The fact that a simple act of kindness in bathing and anointing the feet of Jesus is remembered even today shows that the smallest gestures will continue to work themselves out positively beyond what we ever could know or imagine.  It might be a smile which eases someone’s difficult day.  It might be cutting the lawn of an elderly neighbor.  It might be offering encouragement to our young people, who face an uncertain and harsh world.  Like the kindness of the unknown woman, many of the unspoken kindnesses performed by you will resonate tomorrow.  Like a boomerang, they will come back to you all, for everything is noticed and every loving act applauded.

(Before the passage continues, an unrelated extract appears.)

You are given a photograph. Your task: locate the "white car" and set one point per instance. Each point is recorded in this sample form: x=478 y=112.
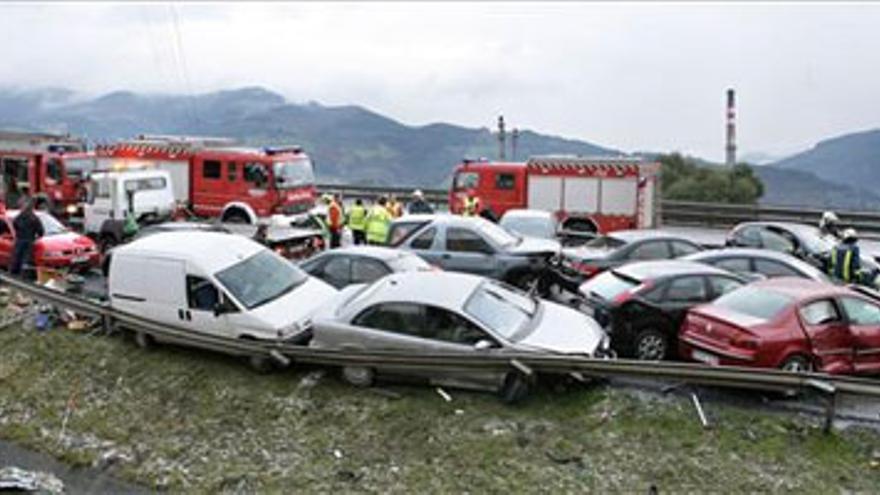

Just as surely as God knows every hair on all of our heads, we each have within us the ability to transform our lives and those around us in the same way that Jesus did.  By always being the servant and not the master.  By listening to the Holy Spirit and acting accordingly.  With God’s help, we have the power to look beyond the temporary and temporal moments of what we perceive to be good times and bad times to see the bigger picture.  All we have to do is ask.  Through prayer and daily devotion, we are able to follow the harmony of how to behave faithfully one day at a time.  After all, the Psalmist had it right: the Lord is indeed our Shepherd.  And in God’s care, we shall not want.  Amen and Amen.